What are the benefits of optical character recognition?

OCR, at its core, digitizes and localizes data. Rather than have all your information scattered in both digital and physical form, you can turn it all digital. This has several advantages:

  • Security. Physical documents can be damaged, destroyed, lost or stolen. When everything's in a central data repository, it's all protected under the same lock. Additionally, digitized information can't be physically damaged like paper documents can nor be misplaced or stolen.
  • Searchability. When searching a tangible piece of paper, you can only use your eyes to scan the page. When looking for that document in the first place, you have to sort through whatever collection it's a part of. When all information is digital, it's also all searchable with a computer in a central data set.
  • Accelerated workflows. If people constantly look for information on printed pages, that's time unnecessarily wasted. OCR enables workers to have all their information in one place, minimizing searching time.

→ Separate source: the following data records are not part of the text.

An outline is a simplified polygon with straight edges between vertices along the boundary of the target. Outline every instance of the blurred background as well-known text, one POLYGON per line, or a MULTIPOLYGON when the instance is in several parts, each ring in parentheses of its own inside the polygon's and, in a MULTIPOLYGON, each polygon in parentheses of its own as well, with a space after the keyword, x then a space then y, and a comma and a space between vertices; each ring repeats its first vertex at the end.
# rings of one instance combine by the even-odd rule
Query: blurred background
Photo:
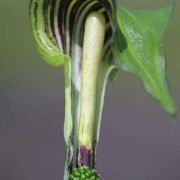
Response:
MULTIPOLYGON (((133 9, 153 9, 167 0, 120 0, 133 9)), ((63 69, 37 53, 28 1, 0 1, 0 179, 61 180, 63 69)), ((165 35, 167 74, 180 107, 180 1, 165 35)), ((98 147, 102 179, 179 180, 180 118, 169 115, 132 74, 109 83, 98 147)))

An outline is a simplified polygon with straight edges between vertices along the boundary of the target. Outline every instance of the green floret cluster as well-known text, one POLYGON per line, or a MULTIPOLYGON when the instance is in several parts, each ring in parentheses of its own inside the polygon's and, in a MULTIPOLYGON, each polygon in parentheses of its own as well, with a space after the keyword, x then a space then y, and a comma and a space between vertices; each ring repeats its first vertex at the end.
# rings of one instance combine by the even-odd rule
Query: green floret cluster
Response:
POLYGON ((72 171, 70 180, 100 180, 100 175, 95 169, 82 166, 72 171))

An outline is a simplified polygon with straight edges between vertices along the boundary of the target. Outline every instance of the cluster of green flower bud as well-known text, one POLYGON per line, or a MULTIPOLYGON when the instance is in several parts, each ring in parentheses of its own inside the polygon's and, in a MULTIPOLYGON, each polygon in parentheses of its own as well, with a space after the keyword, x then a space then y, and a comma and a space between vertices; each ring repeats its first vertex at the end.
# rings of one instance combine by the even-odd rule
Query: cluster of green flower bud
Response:
POLYGON ((95 169, 82 166, 72 171, 70 180, 100 180, 100 175, 95 169))

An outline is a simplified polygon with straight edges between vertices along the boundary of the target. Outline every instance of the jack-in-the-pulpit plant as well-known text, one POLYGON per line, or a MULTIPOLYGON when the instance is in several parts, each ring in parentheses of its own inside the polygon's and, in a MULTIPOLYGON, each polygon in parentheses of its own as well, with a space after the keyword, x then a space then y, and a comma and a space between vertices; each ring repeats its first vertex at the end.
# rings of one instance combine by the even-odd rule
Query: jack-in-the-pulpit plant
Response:
POLYGON ((120 68, 176 114, 162 44, 173 9, 173 3, 132 11, 113 0, 31 0, 37 48, 49 64, 64 67, 65 180, 100 179, 95 164, 105 87, 120 68))

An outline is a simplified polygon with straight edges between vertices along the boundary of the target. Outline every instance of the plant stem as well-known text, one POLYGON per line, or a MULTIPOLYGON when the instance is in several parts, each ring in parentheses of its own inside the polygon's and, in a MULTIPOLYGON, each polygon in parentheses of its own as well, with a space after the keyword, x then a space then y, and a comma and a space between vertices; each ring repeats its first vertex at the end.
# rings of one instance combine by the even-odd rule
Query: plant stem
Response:
POLYGON ((87 156, 93 148, 94 119, 96 113, 97 82, 105 36, 105 18, 93 12, 85 23, 80 121, 78 140, 81 165, 88 165, 87 156), (84 154, 83 154, 84 153, 84 154), (84 159, 85 158, 85 159, 84 159))

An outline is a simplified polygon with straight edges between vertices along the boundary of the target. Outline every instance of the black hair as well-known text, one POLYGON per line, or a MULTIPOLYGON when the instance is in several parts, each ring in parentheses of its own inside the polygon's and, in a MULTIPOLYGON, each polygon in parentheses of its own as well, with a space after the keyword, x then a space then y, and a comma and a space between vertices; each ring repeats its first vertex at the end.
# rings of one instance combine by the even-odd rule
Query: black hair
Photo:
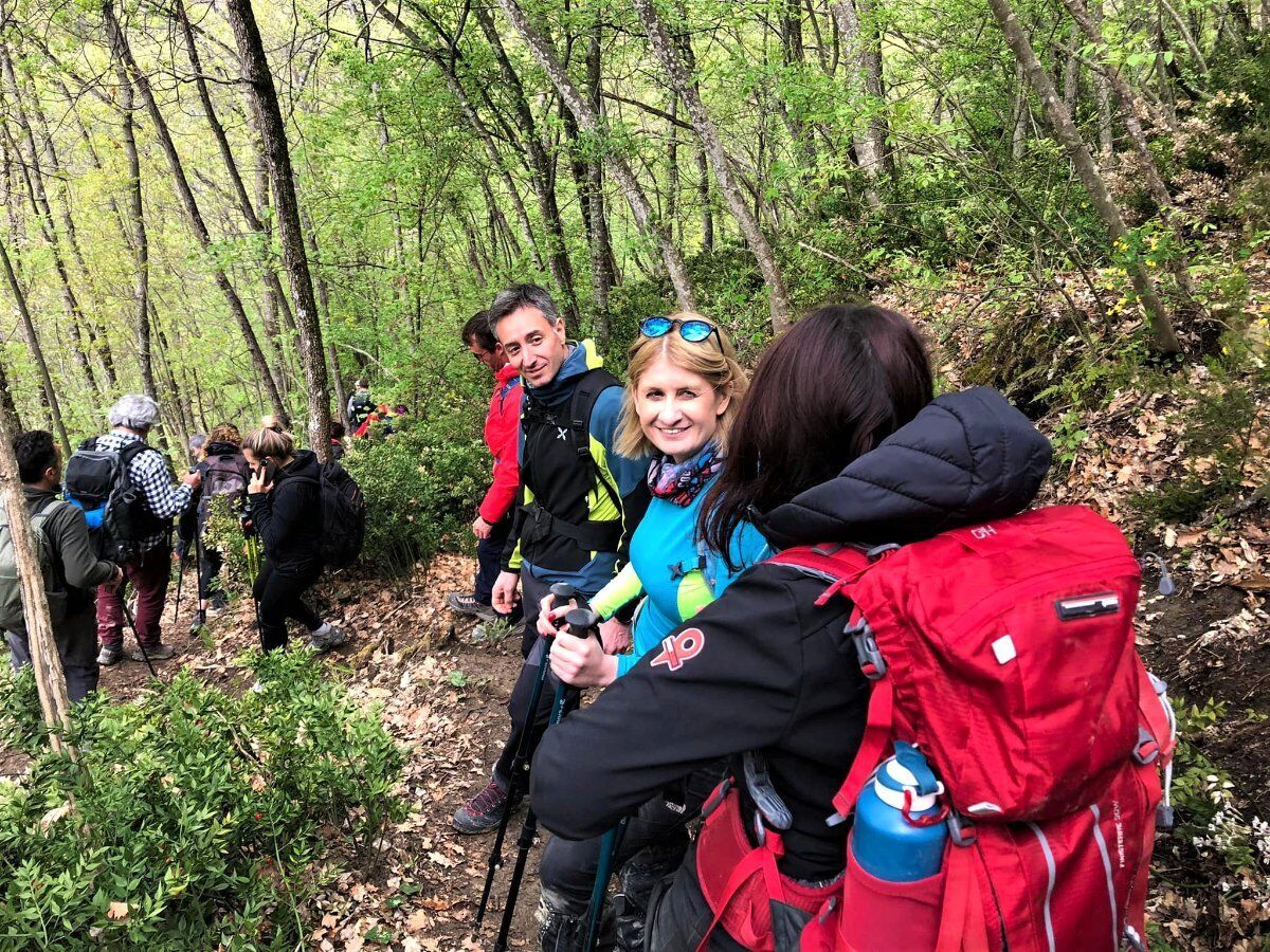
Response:
POLYGON ((522 307, 538 308, 551 324, 560 320, 560 311, 556 308, 555 301, 551 300, 551 294, 537 284, 513 284, 505 291, 499 291, 494 303, 489 306, 486 314, 490 329, 498 327, 500 320, 522 307))
POLYGON ((13 454, 18 457, 18 479, 39 482, 44 471, 57 466, 57 447, 48 430, 27 430, 13 440, 13 454))
POLYGON ((752 508, 766 514, 833 479, 933 399, 926 345, 904 315, 869 303, 813 311, 759 358, 701 505, 706 545, 729 559, 752 508))
POLYGON ((498 347, 494 329, 489 326, 489 311, 478 311, 467 319, 464 325, 464 345, 478 344, 483 350, 493 350, 498 347))

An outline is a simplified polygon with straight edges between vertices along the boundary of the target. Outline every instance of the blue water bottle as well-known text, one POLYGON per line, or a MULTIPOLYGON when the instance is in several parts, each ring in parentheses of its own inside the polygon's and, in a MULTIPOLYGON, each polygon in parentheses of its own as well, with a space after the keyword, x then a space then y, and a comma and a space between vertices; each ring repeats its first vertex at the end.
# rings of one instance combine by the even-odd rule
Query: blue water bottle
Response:
POLYGON ((914 882, 944 864, 944 784, 912 744, 895 741, 856 802, 851 857, 885 882, 914 882), (907 801, 907 810, 906 810, 907 801))

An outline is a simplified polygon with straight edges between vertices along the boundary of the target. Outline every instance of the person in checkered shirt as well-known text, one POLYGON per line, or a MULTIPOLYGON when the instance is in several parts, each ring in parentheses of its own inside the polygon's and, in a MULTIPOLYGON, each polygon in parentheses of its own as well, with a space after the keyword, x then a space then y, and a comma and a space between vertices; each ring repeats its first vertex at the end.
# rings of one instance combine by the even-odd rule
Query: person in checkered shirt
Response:
MULTIPOLYGON (((128 393, 110 407, 108 419, 112 429, 98 437, 95 448, 118 452, 130 443, 145 442, 159 421, 159 404, 144 393, 128 393)), ((171 575, 171 520, 189 508, 202 476, 189 472, 173 485, 168 461, 157 449, 132 457, 128 476, 145 493, 146 508, 154 517, 154 532, 140 541, 141 553, 123 566, 123 574, 137 594, 133 621, 141 642, 132 649, 130 658, 144 661, 149 655, 151 661, 157 661, 174 654, 163 644, 159 630, 171 575)), ((123 660, 122 586, 112 589, 103 585, 97 590, 97 637, 102 642, 98 664, 110 665, 123 660)))

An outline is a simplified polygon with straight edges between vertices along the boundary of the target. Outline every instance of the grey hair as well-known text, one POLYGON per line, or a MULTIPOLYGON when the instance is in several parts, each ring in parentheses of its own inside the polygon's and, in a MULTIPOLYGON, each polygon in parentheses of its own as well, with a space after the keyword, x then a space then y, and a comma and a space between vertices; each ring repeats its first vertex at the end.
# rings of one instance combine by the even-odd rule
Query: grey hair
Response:
POLYGON ((494 303, 489 306, 489 326, 494 329, 495 335, 498 322, 522 307, 537 307, 551 324, 560 320, 560 311, 556 310, 551 294, 537 284, 513 284, 505 291, 499 291, 494 303))
POLYGON ((159 404, 145 393, 124 393, 107 413, 112 426, 149 430, 159 423, 159 404))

If you have a PDF reader, do you need an OCR tool?

To make a PDF editable, you need an OCR tool. A PDF reader only creates a static image; it is not editable unless first processed with OCR technology.

How do you use optical character recognition software?

Most OCR solutions work behind the scenes. In e-PlanSoft™ goPost™, OCR happens automatically when the plan is formatted for e-PlanReview®.

Once project applications are submitted, they're tracked and managed within goPost™. PDF Scout™, an application in goPost™, scans the application for viability. This includes checking for resolution, PDF version, that it has no attachments and is in a proper state to be reviewed. If the plan set fails the test, the software will inform you of why so you can make the proper corrections. Any documents that don't pass PDF Scout's test cannot be submitted for review.

Using goPost™, OCR technology reads the sheet numbers on the plan set and sorts them automatically. This helps you avoid constantly sorting through page after page of sheets, instead putting it all in order for you.

Optical character recognition puts everything at your fingertips

OCR is a popular technology with many different uses, and it's come a long way since its inception. The accuracy of OCR and the advancement of related technologies means it's become much more reliable and easier to use over time. It can be invaluable in saving you time and accelerating your workflow.